I felt numb upon hearing the news. I wasn’t simply numb, I was outraged, angry, and felt truly vulnerable for the first time in my life. I was enraged because that could have been me, my friends, or a loved one. Hours before, I was experienced the profane and humanity at its best, only to be reminded that man is capable of horrible acts of violence against their fellow human being. I spent the next few hours haunted by the notion that no one should be targeted or die because of who they are.
I attended minyan the following morning and found myself running through the tefillot without thinking. My prayers didn’t feel sincere because I was going through the motions and could not concentrate. My rabbi,Rabbi Ari Kaiman, always tells me that one should always insert one’s own prayer in daily davening, only then is our prayer sincere. So, I did just that. I prayed so fervently that I probably looked like a madman. A question popped in my head (perhaps it was the voice of G-d, I don’t know). When prayer isn’t enough, what do you do?
I continued to pray long after the service was over and in a moment of clarity, I had an answer. When prayer isn’t enough, you act. You stand up and speak out. What that looks like, looks differently to different people. For some prayer alone is enough. For other activism is enough.

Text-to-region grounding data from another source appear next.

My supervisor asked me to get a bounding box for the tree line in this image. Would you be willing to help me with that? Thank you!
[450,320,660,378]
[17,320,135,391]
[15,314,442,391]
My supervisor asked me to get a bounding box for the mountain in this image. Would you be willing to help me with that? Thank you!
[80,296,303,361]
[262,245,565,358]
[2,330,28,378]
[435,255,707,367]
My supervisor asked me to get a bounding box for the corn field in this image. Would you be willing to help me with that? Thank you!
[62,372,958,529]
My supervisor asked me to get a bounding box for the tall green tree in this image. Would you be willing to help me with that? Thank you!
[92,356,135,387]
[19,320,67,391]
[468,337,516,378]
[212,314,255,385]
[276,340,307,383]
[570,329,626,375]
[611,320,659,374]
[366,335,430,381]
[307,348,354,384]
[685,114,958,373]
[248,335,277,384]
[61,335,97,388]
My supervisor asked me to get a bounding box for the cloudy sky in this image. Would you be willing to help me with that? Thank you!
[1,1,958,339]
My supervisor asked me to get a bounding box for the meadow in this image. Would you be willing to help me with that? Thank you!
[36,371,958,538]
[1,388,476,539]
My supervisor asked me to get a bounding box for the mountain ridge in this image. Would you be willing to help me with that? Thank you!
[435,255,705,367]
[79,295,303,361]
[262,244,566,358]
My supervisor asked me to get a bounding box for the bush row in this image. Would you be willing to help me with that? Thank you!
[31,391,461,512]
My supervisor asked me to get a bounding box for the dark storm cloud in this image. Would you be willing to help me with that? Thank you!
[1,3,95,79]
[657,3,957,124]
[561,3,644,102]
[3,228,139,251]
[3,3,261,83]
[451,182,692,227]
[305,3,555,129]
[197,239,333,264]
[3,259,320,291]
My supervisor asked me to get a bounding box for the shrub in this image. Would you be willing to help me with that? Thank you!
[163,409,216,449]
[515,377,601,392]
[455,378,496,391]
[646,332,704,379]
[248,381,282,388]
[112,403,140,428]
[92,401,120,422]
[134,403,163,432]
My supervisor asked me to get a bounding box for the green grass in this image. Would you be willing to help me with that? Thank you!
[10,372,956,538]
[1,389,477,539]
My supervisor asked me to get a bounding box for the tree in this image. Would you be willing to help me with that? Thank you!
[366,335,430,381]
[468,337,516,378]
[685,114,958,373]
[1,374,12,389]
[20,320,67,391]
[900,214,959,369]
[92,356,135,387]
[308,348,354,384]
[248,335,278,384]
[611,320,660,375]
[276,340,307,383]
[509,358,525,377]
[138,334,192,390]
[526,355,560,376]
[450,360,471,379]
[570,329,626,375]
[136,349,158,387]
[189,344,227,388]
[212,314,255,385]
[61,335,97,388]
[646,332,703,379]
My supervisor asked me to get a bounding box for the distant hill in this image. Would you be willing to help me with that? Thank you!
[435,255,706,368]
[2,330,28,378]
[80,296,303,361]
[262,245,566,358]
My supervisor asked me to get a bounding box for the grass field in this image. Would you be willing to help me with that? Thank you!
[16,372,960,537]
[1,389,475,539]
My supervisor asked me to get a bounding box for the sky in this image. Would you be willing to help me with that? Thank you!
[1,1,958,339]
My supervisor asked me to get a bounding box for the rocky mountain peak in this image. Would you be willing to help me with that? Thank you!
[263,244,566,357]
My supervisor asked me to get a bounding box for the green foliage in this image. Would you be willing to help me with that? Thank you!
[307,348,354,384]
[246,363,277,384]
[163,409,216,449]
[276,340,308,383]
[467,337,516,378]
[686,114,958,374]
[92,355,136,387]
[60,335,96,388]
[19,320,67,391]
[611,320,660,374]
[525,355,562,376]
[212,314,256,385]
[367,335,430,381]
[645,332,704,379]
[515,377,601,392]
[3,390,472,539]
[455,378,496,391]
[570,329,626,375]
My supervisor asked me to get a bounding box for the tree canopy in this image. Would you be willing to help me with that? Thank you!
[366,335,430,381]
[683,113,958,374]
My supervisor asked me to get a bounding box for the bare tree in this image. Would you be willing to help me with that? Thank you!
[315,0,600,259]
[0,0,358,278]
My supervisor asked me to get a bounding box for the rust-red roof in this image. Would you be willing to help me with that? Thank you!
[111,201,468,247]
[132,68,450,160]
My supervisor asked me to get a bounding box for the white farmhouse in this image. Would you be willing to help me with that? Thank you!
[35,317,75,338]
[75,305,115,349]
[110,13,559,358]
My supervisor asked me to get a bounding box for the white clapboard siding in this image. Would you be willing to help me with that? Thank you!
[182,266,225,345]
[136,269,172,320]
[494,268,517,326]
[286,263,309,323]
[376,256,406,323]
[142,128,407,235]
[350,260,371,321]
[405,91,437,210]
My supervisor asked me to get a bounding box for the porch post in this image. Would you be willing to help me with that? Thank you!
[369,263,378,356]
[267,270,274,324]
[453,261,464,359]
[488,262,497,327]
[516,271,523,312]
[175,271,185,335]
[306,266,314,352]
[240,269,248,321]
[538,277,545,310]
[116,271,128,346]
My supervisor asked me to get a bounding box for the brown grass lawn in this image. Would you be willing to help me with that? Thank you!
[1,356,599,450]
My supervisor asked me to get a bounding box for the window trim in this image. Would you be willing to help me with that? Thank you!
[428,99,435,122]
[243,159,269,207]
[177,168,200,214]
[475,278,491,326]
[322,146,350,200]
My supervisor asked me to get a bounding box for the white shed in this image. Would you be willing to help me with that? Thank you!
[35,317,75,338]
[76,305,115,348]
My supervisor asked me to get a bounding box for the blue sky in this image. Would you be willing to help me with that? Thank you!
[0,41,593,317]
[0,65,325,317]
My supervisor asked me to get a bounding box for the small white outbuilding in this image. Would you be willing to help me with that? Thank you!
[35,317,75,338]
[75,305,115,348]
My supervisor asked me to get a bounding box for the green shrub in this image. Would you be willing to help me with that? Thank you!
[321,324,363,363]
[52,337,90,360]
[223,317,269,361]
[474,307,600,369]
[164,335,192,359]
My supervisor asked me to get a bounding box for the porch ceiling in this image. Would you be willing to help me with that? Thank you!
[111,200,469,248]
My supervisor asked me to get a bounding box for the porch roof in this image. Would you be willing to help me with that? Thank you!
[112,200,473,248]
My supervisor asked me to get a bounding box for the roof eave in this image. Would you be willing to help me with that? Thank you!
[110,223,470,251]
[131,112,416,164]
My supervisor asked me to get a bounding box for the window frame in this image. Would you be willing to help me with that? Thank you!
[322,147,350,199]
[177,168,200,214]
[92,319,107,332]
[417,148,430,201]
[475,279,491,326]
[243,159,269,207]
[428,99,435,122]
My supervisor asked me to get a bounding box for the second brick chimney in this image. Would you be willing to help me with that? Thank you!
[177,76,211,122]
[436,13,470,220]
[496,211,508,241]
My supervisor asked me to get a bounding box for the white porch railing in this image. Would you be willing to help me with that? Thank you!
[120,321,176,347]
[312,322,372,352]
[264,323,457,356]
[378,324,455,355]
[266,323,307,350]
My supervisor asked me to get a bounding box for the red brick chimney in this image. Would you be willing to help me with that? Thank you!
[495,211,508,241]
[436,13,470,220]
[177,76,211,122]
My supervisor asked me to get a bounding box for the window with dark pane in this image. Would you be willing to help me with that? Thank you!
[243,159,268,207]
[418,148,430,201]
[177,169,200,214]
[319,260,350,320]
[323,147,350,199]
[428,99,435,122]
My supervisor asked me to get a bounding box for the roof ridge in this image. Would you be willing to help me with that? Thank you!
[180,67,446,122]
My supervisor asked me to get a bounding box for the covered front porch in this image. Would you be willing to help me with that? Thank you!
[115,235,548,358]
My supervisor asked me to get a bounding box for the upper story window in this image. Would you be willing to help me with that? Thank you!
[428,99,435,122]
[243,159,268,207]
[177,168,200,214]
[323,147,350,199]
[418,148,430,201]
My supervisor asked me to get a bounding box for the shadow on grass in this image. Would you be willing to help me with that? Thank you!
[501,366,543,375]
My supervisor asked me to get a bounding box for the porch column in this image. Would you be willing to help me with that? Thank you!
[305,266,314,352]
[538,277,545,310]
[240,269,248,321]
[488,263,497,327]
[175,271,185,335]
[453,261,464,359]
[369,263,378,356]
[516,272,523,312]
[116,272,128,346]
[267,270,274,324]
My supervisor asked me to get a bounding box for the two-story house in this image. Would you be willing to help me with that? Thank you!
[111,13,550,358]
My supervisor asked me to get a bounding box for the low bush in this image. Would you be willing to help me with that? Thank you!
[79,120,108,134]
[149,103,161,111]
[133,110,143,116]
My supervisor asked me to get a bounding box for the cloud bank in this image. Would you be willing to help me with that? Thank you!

As a Jew, I believe that I have a responsibility to actively participate in the mitzvah of tikkun olam, the repair of the world. The Torah and our tradition are filled with examples of what to do in these situations. I know what it’s like to be the “other.” I know what it’s like to be targeted for living in my truth. We have a moral imperative to take action when we see this happen and to do all within our power to stop it. When you hear a homophobic or racist comment or joke, speak up! When you see someone treated differently, speak up! Speaking up is not easy, it is not fun, and pushes us out of our comfort zone, but when we speak up for others we acknowledge that what is happening is not right. We acknowledge our shared commonality of humanity. We acknowledge that we are all made in the image of G-d.
Rabbi Danielle Upbin of Clearwater, Florida recently penned a poignant poem in response to the Orlando shooting in which she prays, “G-d above, G-d of peace, Creator of all, bless your inhabitants on Earth to know that violence and bigotry are never truly in Your name.”
My prayer for Orlando and the World is similar to Rabbi Upbin’s prayer.
G-d above, G-d of peace, Creator of all, bless your inhabitants on Earth to know that violence and bigotry are never truly in Your name. Open the eyes of every man, woman, child, to see the humanity in their fellow human being. Give courage and strength to those who speak out against injustice whenever and wherever they encounter it. Give us all the courage and strength to create a world that is more just and equitable for all members of our community. Give us all the conviction to prevent tragedies like this one from ever happening again. When we say “never again,” may we sincerely work towards making those words a reality.
This is my prayer now and forever. I vow to work tirelessly to bring about real change so that people can live in their truth without fear of discrimination, violence, or worse. I am Orlando, you are Orlando, together, we are all Orlando. It is only through prayer and action that we can and will bring about real change.